Enter the MFAH and a recently acquired grant from the Institute of Museum and Library Services Museums for America titled Teaching and Learning with Art: A Collaboration with Middle School Educators. Frank Singer and I are part of the Teacher Fellows project team who will work with the MFAH throughout the two-year grant period. Our first year will be devoted to identifying the areas of the curriculum that offer opportunity for arts integrated teaching. We are examining lesson models and frameworks to provide a concrete approach to share with other teachers. We will establish the final format of the LTA/MFAH MS curriculum as we determine an appropriate approach for developing a curriculum based workshops for educators.

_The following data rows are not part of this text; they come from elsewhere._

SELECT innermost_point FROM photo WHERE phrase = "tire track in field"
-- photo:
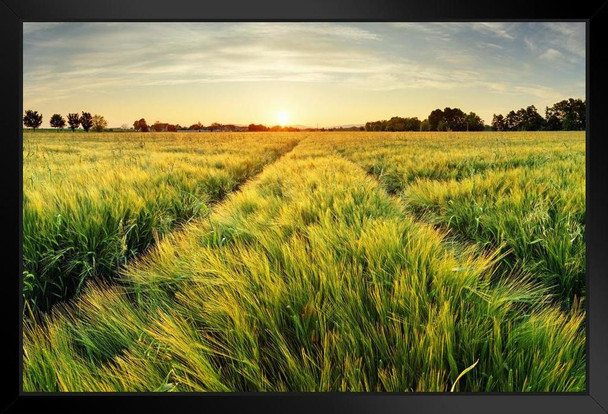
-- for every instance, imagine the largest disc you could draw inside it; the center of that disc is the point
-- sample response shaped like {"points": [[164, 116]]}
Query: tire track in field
{"points": [[114, 277], [449, 241]]}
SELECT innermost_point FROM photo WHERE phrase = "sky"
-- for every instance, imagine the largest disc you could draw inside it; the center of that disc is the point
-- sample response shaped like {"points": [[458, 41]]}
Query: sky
{"points": [[310, 74]]}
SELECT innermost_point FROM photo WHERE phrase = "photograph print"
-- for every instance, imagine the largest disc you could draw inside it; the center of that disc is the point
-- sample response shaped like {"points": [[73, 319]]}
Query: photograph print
{"points": [[237, 207]]}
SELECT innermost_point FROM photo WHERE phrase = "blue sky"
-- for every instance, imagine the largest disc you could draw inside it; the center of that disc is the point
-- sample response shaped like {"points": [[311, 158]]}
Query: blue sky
{"points": [[317, 73]]}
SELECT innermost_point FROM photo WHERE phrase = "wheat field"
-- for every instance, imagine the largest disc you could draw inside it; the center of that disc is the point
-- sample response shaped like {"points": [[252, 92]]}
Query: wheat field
{"points": [[334, 261]]}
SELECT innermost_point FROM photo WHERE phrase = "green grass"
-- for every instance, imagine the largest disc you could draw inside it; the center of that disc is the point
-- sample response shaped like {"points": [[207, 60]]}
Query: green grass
{"points": [[313, 277], [521, 194], [93, 202]]}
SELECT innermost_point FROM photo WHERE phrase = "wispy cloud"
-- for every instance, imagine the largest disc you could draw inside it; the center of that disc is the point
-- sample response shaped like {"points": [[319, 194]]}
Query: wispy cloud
{"points": [[76, 60]]}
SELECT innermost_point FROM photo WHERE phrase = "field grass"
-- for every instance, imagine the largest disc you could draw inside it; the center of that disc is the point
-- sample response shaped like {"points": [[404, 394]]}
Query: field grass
{"points": [[322, 274], [522, 194], [93, 202]]}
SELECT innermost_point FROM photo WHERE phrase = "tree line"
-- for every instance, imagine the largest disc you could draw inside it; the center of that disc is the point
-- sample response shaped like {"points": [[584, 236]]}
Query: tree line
{"points": [[32, 119], [448, 119], [566, 115]]}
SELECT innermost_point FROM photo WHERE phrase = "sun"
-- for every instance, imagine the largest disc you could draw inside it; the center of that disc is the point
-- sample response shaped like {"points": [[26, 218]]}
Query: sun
{"points": [[283, 117]]}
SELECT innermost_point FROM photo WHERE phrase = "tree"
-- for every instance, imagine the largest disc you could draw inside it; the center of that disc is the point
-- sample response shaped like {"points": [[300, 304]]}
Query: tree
{"points": [[566, 115], [455, 119], [141, 125], [512, 121], [86, 120], [530, 119], [498, 123], [73, 121], [256, 127], [57, 121], [425, 125], [98, 123], [450, 119], [32, 119], [434, 118], [474, 122]]}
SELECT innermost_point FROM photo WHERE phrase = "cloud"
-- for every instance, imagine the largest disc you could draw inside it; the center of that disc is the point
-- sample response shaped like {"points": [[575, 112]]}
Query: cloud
{"points": [[72, 59], [501, 30], [552, 54]]}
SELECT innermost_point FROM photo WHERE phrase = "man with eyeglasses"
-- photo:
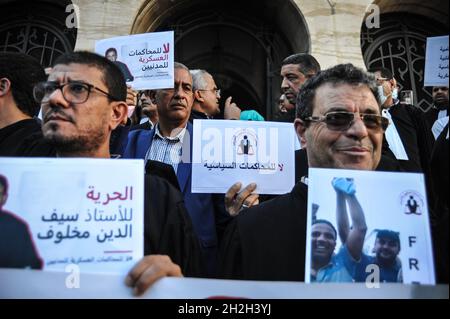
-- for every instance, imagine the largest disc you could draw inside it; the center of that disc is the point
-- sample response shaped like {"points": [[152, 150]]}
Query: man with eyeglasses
{"points": [[206, 96], [147, 109], [20, 130], [340, 122], [82, 102]]}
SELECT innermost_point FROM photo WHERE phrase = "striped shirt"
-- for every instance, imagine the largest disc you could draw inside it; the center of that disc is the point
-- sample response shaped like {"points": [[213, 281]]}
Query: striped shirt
{"points": [[166, 149]]}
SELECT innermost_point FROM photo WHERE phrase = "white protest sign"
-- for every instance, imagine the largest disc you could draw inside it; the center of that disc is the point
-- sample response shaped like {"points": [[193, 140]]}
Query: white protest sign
{"points": [[436, 61], [396, 245], [19, 283], [146, 60], [226, 152], [78, 213]]}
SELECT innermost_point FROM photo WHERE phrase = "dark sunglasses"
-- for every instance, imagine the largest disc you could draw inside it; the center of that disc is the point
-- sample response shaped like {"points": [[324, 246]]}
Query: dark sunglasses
{"points": [[341, 121]]}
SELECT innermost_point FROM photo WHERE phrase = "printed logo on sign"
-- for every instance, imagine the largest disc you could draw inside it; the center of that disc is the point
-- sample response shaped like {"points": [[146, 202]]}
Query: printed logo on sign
{"points": [[246, 149], [73, 279], [73, 18], [412, 203]]}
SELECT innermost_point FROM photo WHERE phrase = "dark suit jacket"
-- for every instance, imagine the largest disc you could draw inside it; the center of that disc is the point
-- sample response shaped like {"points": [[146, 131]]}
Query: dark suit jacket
{"points": [[125, 71], [207, 211]]}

There are some big questions to answer here, and Jennifer Beradino, one of the grant writers and leaders of the project team, has posed them: “How can exploring a work of art contribute to a student’s understanding of both the science and humanities? How can we link together principles from different disciplines through the arts? How can investigating works of art affect habits of mind, metacognition, and how, rather than what, a student learns?”
This is the beginning of a story and, if you were with us at the Seventh Grade Back to School Night, you know that I believe that history is a collection of stories and interactions among individuals who, for whatever reasons or circumstances, find themselves in contact and partnership with one another, and whose collaboration can positively or negatively impact a greater community. Of course, I’m sure that our collaboration will be a great one for our children at Presbyterian School, for the children of the greater Houston area, and for the many faculty members who will benefit from what my U.T. professor said that all teachers need to do their work well…time, and lots of it, to reflect and consider the most effective strategies for working with our students.